Per inciso, due anni dopo, il 27 febbraio 2004 il National Review Board (NRB), il gruppo di controllo di laici insediato dalla Conferenza episcopale americana, accuserà Egan di «aver chiuso gli occhi davanti a evidenti casi di pedofilia». Analoga accusa riceverà nel gennaio del 2006, sempre dal NRB, Francis George, per essersi rifiutato di rimuovere il reverendo Daniel McCormack quando già a ottobre 2005 questi era finito sotto inchiesta per pedofilia. In seguito si scoprirà che McCormack aveva violentato una sua alunna di dodici anni fino a dicembre di quell’anno. Nel 2007 George fu nominato a capo della Conferenza episcopale americana.

Torniamo al 2002 e allo Statuto dei vescovi di Dallas. Bisognerà attendere quattro mesi prima che il Vaticano si pronunci sul documento. Il verdetto viene emesso il 18 ottobre ed è negativo. Le norme sono da riscrivere perché non si conciliano con il diritto canonico. La bocciatura della Santa Sede porta la firma dal cardinale Giovanni Battista Re in qualità di prefetto della Congregazione per i vescovi. Il testo è lungo meno di due pagine ed è suddiviso in due parti: in primo luogo vi si esprime solidarietà e comprensione verso i vescovi e i sacerdoti «onesti» degli Stati Uniti; dopo di che si fa presente che le norme proposte dai vescovi degli Stati Uniti in alcuni punti non superano l’esame della “recognitio”, ossia il riconoscimento di compatibilità con il diritto della Chiesa. Alle vittime degli abusi e alle loro famiglie spettano appena una decina di parole. Mentre i loro carnefici, secondo il prelato, dopo tutto non sono poi così tanti.

Un mese dopo, l’11 novembre, la grande opera di mediazione condotta dal cardinale Francis George porterà i suoi frutti. Il documento di Dallas, revisionato nelle parti fondamentali, viene presentato alla Conferenza episcopale americana, in un incontro a Washington.
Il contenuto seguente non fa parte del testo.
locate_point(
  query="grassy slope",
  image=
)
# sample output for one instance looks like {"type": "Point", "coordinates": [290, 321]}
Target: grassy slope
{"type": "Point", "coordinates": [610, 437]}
Il 16 dicembre 2002 la Santa Sede approva dunque il nuovo testo all’insegna della “tolleranza soft”. Le Norme essenziali sulle politiche diocesane ed eparchiali di fronte ai casi di abuso sessuale sui minori da parte di preti e diaconi divengono vincolanti in tutte le diocesi degli Stati Uniti. Con l’introduzione della prescrizione la carriera ecclesiastica di migliaia di preti viene messa al riparo da brutte sorprese. Il resto lo fa la lungaggine dei processi. Il ruolo del cardinale George in questo delicato passaggio sarà riconosciuto nel novembre del 2007 da papa Ratzinger che lo nomina presidente della Conferenza episcopale statunitense. Dal canto suo, il cardinale Re conferma che la “recognitio” vale per due anni, cioè per il tempo stabilito dai presuli per valutare l’efficacia e validità delle norme. Per la Chiesa, non solo americana, saranno due anni lunghissimi.
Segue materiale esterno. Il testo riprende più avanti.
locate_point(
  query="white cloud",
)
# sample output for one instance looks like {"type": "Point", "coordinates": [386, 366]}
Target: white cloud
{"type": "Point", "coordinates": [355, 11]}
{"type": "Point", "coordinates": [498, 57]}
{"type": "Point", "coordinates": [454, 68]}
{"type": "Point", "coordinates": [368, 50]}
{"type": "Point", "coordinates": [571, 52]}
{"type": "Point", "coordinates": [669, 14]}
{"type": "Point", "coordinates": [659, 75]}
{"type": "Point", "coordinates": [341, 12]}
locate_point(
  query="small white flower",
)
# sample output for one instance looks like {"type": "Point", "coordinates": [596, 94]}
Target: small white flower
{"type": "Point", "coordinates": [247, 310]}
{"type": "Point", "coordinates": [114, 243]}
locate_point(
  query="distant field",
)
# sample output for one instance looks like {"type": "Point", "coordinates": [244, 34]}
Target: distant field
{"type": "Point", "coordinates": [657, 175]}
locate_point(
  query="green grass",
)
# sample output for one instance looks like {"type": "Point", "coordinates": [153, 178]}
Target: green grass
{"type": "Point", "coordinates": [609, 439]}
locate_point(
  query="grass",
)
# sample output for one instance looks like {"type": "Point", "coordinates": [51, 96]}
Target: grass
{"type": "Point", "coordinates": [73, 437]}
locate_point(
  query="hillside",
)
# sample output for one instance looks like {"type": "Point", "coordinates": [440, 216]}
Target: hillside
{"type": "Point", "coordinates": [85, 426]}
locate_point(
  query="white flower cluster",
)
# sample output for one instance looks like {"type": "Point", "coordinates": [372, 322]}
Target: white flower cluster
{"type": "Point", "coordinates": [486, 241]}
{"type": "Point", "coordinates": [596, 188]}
Il 2002 finisce così. La Santa Sede appare tutto fuorché determinata a fare luce sul passato e gettare le basi per un diverso futuro. Inoltre, non è bastato che già a giugno un’inchiesta del quotidiano “Dallas Morning News” avesse rilevato che almeno 111 vescovi cattolici Usa avevano protetto preti o monaci pedofili. E nemmeno che tra questi ci fossero gli otto cardinali a capo delle arcidiocesi americane. Addirittura, nonostante le pressioni e lo sconcerto dell’opinione pubblica, bisogna aspettare il 13 dicembre 2002 per vedere accettate le dimissioni del cardinale Law da Giovanni Paolo II, a norma del canone 401 paragrafo 2 del diritto canonico, che fa riferimento a motivi di salute o ad altre cause che impediscono il normale proseguimento del lavoro di un vescovo. Law come è noto sarà trasferito a Roma per fare l’arciprete della basilica di Santa Maria Maggiore, e qui “serenamente” muore nel 2017.